— Полно, полно! — сказал он. — Теперь уж делу не поможешь. Где же моя сильная, смелая Эйлин? Я считал тебя мужественной. Неужели я ошибся? А сейчас мне так нужно, чтобы ты была храброй.

— Правда?

— Еще бы!

— У тебя большие неприятности?

— Меня, по-видимому, ожидает банкротство, дорогая.

— Не может быть!

— Да, девочка! Я загнан в тупик. И пока не вижу выхода. Я жду сейчас отца и Стеджера, моего юриста. Тебе нельзя здесь оставаться, моя прелесть. Твой отец тоже может в любую минуту зайти сюда. Мы должны где-нибудь встретиться завтра, скажем, во второй половине дня. Ты знаешь Индейскую скалу на берегу Уиссахикона?

— Знаю.

— Можешь быть там завтра в четыре?

— Могу.

— Смотри только, не следят ли за тобой. Если я не приду до половины пятого, не жди меня. Это будет значить, что я подозреваю слежку. Впрочем, бояться нечего, надо только соблюдать осторожность. А теперь иди, моя родная! В доме 931 нам уже нельзя бывать. Придется подыскать что-нибудь другое.

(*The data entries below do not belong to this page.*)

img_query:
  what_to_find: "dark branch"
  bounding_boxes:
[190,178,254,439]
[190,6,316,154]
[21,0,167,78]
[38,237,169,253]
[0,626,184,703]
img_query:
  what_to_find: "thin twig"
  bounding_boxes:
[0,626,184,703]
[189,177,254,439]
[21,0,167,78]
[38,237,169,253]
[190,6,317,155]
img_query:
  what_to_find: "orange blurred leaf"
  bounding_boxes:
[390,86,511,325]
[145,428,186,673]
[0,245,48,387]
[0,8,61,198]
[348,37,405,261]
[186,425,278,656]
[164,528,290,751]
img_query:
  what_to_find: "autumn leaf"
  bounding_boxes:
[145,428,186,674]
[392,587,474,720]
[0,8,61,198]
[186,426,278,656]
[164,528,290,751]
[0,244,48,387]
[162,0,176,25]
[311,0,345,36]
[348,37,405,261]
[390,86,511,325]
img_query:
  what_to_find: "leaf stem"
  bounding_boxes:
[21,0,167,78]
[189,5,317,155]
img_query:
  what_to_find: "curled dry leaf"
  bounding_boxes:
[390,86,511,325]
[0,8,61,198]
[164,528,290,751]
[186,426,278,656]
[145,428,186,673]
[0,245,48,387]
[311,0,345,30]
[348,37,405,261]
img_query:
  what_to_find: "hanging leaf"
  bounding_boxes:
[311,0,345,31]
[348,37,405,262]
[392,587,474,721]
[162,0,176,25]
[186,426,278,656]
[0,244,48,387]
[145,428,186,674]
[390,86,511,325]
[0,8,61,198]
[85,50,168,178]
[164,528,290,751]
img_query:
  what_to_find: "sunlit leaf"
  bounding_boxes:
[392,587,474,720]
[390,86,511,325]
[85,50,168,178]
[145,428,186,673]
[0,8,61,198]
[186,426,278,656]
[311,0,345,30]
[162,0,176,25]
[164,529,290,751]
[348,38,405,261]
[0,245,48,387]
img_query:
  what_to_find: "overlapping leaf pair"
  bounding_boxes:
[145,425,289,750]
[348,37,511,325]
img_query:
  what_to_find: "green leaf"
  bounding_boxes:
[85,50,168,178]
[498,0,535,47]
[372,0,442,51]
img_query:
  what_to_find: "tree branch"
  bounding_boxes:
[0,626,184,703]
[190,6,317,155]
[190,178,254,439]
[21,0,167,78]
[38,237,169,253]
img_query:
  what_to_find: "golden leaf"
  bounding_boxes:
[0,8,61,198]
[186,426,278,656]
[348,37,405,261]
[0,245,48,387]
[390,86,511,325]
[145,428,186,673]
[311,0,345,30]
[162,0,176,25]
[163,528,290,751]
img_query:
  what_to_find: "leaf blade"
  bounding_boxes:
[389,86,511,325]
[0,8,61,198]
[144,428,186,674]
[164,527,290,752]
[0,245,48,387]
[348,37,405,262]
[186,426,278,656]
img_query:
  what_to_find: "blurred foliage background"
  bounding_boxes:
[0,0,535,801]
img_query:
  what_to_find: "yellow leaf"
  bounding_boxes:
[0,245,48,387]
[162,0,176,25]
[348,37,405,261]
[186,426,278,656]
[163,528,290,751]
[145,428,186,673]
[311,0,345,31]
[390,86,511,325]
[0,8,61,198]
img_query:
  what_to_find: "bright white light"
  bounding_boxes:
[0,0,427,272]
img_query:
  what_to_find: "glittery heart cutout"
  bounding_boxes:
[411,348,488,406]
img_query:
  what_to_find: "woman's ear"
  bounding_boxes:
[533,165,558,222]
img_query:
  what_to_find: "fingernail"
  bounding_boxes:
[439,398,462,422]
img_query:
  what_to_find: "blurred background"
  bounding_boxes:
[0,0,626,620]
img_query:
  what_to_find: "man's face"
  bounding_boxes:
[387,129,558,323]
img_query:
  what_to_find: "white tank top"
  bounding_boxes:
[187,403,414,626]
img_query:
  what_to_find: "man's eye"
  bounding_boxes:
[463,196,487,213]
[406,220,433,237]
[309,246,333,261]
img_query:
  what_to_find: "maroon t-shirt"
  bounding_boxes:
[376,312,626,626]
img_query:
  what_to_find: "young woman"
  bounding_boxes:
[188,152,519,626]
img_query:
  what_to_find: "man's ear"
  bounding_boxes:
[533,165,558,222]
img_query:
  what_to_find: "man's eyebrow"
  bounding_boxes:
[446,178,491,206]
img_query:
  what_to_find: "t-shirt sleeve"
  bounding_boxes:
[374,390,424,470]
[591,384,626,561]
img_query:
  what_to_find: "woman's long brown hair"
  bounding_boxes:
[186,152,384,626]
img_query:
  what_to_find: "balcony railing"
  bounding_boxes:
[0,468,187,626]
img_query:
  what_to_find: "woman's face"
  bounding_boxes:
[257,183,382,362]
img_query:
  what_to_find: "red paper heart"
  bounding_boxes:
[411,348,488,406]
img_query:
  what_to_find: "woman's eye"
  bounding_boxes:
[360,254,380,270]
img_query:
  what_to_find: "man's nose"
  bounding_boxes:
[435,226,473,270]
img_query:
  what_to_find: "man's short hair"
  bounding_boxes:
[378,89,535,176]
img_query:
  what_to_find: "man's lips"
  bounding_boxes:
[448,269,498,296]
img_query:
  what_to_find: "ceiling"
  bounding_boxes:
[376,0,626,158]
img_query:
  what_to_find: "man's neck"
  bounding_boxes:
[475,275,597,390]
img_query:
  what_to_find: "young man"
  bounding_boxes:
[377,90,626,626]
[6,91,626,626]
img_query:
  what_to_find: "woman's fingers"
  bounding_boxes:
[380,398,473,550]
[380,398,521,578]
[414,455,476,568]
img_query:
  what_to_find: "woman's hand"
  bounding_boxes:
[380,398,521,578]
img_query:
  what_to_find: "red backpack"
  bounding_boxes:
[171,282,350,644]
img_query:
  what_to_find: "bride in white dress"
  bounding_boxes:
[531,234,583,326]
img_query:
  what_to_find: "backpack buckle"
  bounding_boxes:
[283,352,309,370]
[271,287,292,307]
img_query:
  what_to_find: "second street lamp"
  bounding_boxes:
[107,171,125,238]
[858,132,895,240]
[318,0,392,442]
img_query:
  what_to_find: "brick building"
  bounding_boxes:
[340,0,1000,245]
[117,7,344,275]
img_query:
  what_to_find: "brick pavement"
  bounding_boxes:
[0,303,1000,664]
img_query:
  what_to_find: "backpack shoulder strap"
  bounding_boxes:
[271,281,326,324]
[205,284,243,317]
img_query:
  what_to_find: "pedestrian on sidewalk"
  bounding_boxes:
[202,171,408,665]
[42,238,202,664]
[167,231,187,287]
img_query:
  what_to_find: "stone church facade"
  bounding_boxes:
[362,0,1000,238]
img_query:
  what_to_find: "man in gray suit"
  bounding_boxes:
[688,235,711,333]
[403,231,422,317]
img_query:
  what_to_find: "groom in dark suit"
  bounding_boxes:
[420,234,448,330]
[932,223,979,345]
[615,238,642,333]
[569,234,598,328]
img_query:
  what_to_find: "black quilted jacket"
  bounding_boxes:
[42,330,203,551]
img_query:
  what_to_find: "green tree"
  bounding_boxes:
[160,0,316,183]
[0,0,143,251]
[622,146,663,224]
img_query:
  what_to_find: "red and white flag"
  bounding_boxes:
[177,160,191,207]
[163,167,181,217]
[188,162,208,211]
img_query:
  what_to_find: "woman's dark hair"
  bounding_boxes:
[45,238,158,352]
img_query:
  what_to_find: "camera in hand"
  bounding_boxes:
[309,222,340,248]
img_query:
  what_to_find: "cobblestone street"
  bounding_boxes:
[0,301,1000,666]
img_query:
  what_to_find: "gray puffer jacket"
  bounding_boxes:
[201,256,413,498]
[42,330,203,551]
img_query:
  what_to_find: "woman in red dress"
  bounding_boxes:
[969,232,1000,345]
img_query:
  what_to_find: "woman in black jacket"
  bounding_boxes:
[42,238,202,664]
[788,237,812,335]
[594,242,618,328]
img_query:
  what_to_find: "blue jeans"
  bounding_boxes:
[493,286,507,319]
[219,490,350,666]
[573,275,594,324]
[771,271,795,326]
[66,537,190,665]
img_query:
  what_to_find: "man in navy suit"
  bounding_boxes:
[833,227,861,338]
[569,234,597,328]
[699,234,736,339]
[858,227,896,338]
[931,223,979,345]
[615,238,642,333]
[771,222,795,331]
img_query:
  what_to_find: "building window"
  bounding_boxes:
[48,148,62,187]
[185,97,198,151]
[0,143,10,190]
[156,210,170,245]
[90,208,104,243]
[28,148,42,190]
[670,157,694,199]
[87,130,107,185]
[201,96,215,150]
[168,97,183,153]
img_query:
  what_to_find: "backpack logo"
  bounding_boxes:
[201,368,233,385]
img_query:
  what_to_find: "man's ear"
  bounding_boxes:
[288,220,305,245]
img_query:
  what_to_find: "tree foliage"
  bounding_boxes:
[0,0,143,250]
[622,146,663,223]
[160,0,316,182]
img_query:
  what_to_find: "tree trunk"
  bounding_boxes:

— Ах, родной мой, как все это ужасно!

— Ничего, Эйлин, я знаю, что ты возьмешь себя в руки и будешь храброй девочкой. Ты сама видишь, как это важно для меня!

Каупервуд впервые выглядел при ней удрученным.

— Хорошо, дорогой, хорошо! — отвечала Эйлин, обнимая его и притягивая к себе. — Да, да, ты можешь на меня положиться! О, Фрэнк, как я тебя люблю! Я просто убита горем! Но, может быть, ты еще избегнешь банкротства? Впрочем, что нам до этого, родной мой, ведь все равно ничто не изменится, правда? Разве мы будем меньше любить друг друга? Я на все готова для тебя, дорогой! И во всем буду тебя слушаться. Верь мне! От меня никто ничего не узнает.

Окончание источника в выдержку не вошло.